I want them for eventing and jumping - don`t like the dressage thing very much 

I wrote Parlanti and Jo so I hope I will get something positive back


----------



## *Jasmin* (26 November 2012)

So I finally ended up at Parlanti´s, but I want to go and see some König`s too this week. 

The guy from Tucci told me, that there is a version of more solid boots, but they don´t look very nice.

Can someone recommend a Parlanti modell for eventing and everyday riding with front laces?

Thanks


----------



## ellie_e (26 November 2012)

I wear my De Niro Caprice boots around the yard and for competitions, there fab and fit perfectly


----------



## ajn1610 (26 November 2012)

peewit said:



			Donadeos from Joshua Jones.

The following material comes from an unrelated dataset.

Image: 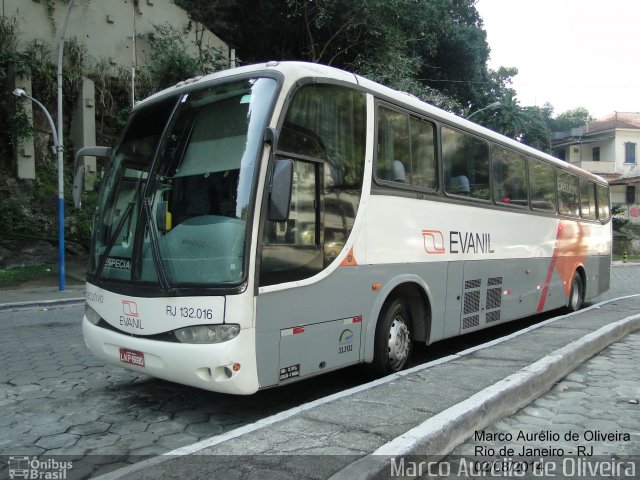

Wow. Soft and comfortable from the word go...
		
Click to expand...

I had a pair of Tucci from them. Excellent product and they fit like a glove but would agree with other poster though too fine for every day wear I keep mine for competition. (Not that I get to many these days!)


----------



## TheoryX1 (26 November 2012)

Why dont you try something like Davies Riding Boots.  If you google them, they are easy to find, I believe they are in South Wales.  I bought mine at Badminton several years ago and got measured there.  THey are just simple classic riding boots with garter straps and cost me around about £600, but they will see me out, always clean up well, and to be fair I hardly wear them now, but I wont be selling them.  They are also extremely comfortable, after they were broken in of course.  The leather is a fantastic quality, but they are not a 'soft' leather boot, more like a traditional riding boot.


----------



## Hairy Old Cob (26 November 2012)

Battens In Ravensthorp Proper M2M Leather Riding Boots


----------



## *Jasmin* (26 November 2012)

The problem is that I live in Austria and there are not so many shops/ dealers where I could try/buy so many different boots. 
I´m going to contact de Niro, if there is anyone in my area? I heard a lot of them, but I´m not sure, if I can get them here? 
Just the guy with the Tucci´s and the shop with the König´s is in my area and thy guy from Parlanti agreed to meet me around Italy... So I´m happy I have a little choice...


----------